Improving AI’s ability to follow complex human instructions
A paper on vision and language navigation by a team of researchers including CDS PhD student Aishwarya Kamath was accepted at CVPR 2023
Training robots to follow human instructions in natural language is a significant long-term challenge in artificial intelligence research. To explore this question, the field of Vision and Language Navigation (VLN) has developed to train VLN models that navigate in photorealistic environments. Due to a lack of diversity in training environments and scarce human instruction data, these models still face limitations. In a recent paper, “A New Path: Scaling Vision-and-Language Navigation with Synthetic Instructions and Imitation Learning”, the authors present a new dataset two orders of magnitude larger than existing human annotated datasets with VLN instructions close to the quality of human instructions.
Led by CDS PhD student Aishwarya Kamath, the paper was accepted at the IEEE / CVF Computer Vision and Pattern Recognition Conference (CVPR) which will be held at the Vancouver Convention Center from June 18th through the 22nd. In addition to Aishwarya, the team consists of Senior Research Scientist at Google Research Peter Anderson, Software Engineer at Google AI Language Su Wang, PhD student at Carnegie Mellon University Jing Yu Koh, Software Engineer at Google Research Alexander Ku, Research Scientist at Google Research Austin Waters, Research Scientist at Apple AI/ML Yinfei Yang, Research Scientist at Google Research Jason Baldridge, and Software Engineer at Google AI Zarana Parekh.
While pre-training transformer models on generic image text data have been explored with limited success, in this work the authors explore pre-training on diverse in-domain instruction following data. The researchers use more than 500 indoor environments captured in 360-degree panoramas to develop a novel dataset. They construct navigation trajectories using panoramas from the previously unexplored Gibson dataset and generate visually grounded instructions for each trajectory using Marky (a multilingual navigation instruction generator). By using a diverse set of environments and augmenting them with novel viewpoints, the authors train a pure imitation learning agent that is able to scale efficiently, making it possible to effectively utilize the created dataset.
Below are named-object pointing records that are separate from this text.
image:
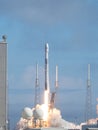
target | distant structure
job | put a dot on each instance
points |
(3, 84)
(37, 88)
(88, 111)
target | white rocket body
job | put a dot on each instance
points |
(46, 68)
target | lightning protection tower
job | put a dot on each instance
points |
(88, 111)
(3, 84)
(37, 88)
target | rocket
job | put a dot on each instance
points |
(46, 67)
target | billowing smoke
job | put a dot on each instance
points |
(32, 118)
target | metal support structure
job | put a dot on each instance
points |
(88, 111)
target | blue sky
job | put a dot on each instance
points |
(71, 28)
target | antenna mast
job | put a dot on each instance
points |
(88, 112)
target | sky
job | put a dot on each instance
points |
(70, 27)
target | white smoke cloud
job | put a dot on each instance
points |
(54, 120)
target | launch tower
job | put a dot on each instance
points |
(88, 111)
(3, 84)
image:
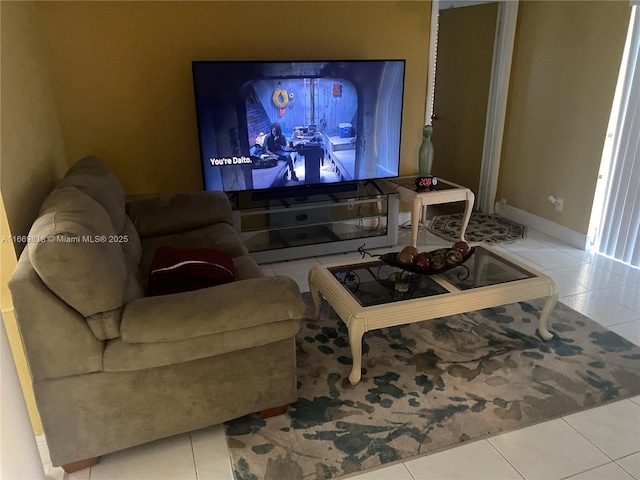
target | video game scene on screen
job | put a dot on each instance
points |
(276, 124)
The resulting agent outperformed all other existing reinforcement learning agents on the challenging VLN benchmark — Room across Room (RxR).
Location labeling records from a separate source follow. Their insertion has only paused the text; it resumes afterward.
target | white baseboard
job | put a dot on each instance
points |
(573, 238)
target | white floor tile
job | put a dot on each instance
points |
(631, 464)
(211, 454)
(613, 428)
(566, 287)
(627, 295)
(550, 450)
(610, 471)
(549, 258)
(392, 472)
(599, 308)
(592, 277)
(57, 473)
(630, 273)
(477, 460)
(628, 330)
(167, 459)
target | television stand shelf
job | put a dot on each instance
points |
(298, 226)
“This project was of interest to me because I was curious to know whether generic architectures and training strategies can achieve competitive performance on the VLN task, opening up the possibility to have one model for all vision and language tasks, including embodied ones like VLN,” said Kamath. “We found that scaling up in-domain data is essential and coupling this with an imitation learning agent can achieve state-of-the-art results without any reinforcement learning.”
The study opens new avenues to improve AI’s capacity to follow complex human instructions. “This result paves a new path towards improving instruction-following agents, emphasizing large-scale imitation learning with generic architectures, along with a focus on developing synthetic instruction generation capabilities — which are shown to directly improve instruction-following performance,” write the authors.